Il y a des raisons de s’inquiéter de l’amassement de troupes par la Russie près de l’Ukraine, mais il ne devrait y avoir aucun doute sur la détermination de l’OTAN à «  défendre tous les alliés dans la région  », a déclaré le secrétaire général de l’alliance, Jens Stoltenberg, lors d’un entretien exclusif à EURACTIV.

«  Nous envoyons un message clair à la Russie, à savoir qu’il y aura des conséquences si elle utilise à nouveau la force militaire contre l’Ukraine  », a déclaré M. Stoltenberg lors de l’entretien, réalisé avant sa visite en Lettonie et en Lituanie les 27 et 28 novembre et avant une réunion des ministres des Affaires étrangères de l’OTAN à Riga, susceptible de se focaliser en grande partie sur la Russie.

Toutefois, en réponse à la question de savoir ce que l’OTAN ferait si la Russie envahissait l’Ukraine, M. Stoltenberg, qui se rendra dans les pays baltes en compagnie de la présidente de la Commission européenne, Ursula von der Leyen, a répondu que «  la première chose à faire est d’empêcher que cela ne se produise  ».

Interrogé sur les conséquences auxquelles la Russie pourrait s’exposer si elle lançait un assaut contre l’Ukraine, le secrétaire général de l’OTAN a évoqué des moyens économiques, financiers et diplomatiques, sans donner plus de précisions.

M. Stoltenberg a confirmé que la Russie a amassé du matériel militaire lourd, des chars et des troupes prêtes au combat près de la frontière ukrainienne.

De même, il ne fait guère de doute pour les diplomates de l’UE et de l’OTAN à Bruxelles que l’homme fort de la Biélorussie, Alexandre Loukachenko, a délibérément attisé la crise des migrants aux frontières de l’UE, avec le soutien du Kremlin.

«  Il n’y a aucune certitude sur les intentions de la Russie, mais ce que nous savons, c’est qu’elle a déjà utilisé la force militaire contre l’Ukraine  », a déclaré M. Stoltenberg qui était interrogé sur les risques que le Kremlin utilise la crise frontalière biélorusse comme un écran de fumée pour préparer une action militaire contre le pays.

«  Ils l’ont fait en 2014, ils occupent toujours la Crimée, ils continuent à déstabiliser l’est de l’Ukraine et le Donbas, ils ont lancé plusieurs cyberattaques contre l’Ukraine, et ils ont été responsables d’activités hybrides contre l’Ukraine — et maintenant nous voyons une rhétorique très agressive  », a-t-il dit.

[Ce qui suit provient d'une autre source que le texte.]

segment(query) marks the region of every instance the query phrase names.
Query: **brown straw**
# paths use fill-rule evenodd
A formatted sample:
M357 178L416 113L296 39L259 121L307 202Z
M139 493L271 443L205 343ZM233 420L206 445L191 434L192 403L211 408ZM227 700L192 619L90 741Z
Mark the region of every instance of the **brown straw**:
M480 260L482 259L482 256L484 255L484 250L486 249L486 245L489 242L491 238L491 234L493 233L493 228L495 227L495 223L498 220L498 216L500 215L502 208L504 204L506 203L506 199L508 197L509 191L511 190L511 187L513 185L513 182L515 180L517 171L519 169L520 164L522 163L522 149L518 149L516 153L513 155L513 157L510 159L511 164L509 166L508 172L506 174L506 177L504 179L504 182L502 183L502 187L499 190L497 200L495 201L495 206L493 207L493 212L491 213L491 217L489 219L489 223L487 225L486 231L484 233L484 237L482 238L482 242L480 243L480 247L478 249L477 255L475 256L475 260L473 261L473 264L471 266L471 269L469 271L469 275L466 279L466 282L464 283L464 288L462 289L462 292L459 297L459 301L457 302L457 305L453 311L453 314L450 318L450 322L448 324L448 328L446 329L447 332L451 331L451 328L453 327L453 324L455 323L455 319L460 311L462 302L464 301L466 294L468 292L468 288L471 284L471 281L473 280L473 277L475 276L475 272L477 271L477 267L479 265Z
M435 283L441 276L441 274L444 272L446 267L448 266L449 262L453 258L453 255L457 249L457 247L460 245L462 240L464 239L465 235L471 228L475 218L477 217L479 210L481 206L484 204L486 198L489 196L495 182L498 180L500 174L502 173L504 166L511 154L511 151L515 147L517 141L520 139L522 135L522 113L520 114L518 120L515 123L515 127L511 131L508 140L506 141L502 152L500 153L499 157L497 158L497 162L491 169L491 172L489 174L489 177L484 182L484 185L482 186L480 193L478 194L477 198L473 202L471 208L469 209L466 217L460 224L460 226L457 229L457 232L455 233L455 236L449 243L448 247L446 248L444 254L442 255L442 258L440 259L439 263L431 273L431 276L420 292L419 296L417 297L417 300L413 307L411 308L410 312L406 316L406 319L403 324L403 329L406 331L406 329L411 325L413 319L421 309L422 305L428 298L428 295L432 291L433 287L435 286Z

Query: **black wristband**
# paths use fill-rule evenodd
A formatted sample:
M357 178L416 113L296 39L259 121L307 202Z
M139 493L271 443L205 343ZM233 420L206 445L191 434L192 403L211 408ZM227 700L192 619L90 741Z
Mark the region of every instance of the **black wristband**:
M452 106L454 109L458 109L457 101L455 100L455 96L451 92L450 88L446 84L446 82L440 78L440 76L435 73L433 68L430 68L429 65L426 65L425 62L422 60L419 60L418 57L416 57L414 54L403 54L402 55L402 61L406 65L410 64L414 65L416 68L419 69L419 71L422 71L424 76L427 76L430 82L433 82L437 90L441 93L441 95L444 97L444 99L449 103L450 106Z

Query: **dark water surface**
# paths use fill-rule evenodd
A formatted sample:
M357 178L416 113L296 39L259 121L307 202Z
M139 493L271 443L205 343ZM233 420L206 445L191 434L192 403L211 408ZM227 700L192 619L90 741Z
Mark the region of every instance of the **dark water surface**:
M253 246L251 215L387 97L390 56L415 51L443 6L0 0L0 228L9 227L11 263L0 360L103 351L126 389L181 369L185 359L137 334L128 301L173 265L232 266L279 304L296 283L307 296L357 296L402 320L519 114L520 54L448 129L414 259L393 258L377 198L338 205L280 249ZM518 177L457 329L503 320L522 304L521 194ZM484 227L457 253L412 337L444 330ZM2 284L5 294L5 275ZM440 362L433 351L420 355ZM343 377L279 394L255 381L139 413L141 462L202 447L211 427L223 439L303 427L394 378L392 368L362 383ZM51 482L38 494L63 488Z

«  Si vous additionnez tout celà, bien sûr, il y a des raisons d’être inquiet  », a déclaré M. Stoltenberg, ajoutant qu’«  il ne devrait y avoir aucun malentendu sur la résolution et l’engagement de l’OTAN à défendre tous les alliés dans la région  ».

«  Le renforcement de la présence militaire de l’OTAN dans la partie orientale de l’Alliance est une conséquence directe de l’usage de la force par la Russie contre l’Ukraine  », a déclaré M. Stoltenberg, soulignant les groupements tactiques de l’OTAN prêts au combat en Pologne et dans les États baltes et l’augmentation des dépenses de défense.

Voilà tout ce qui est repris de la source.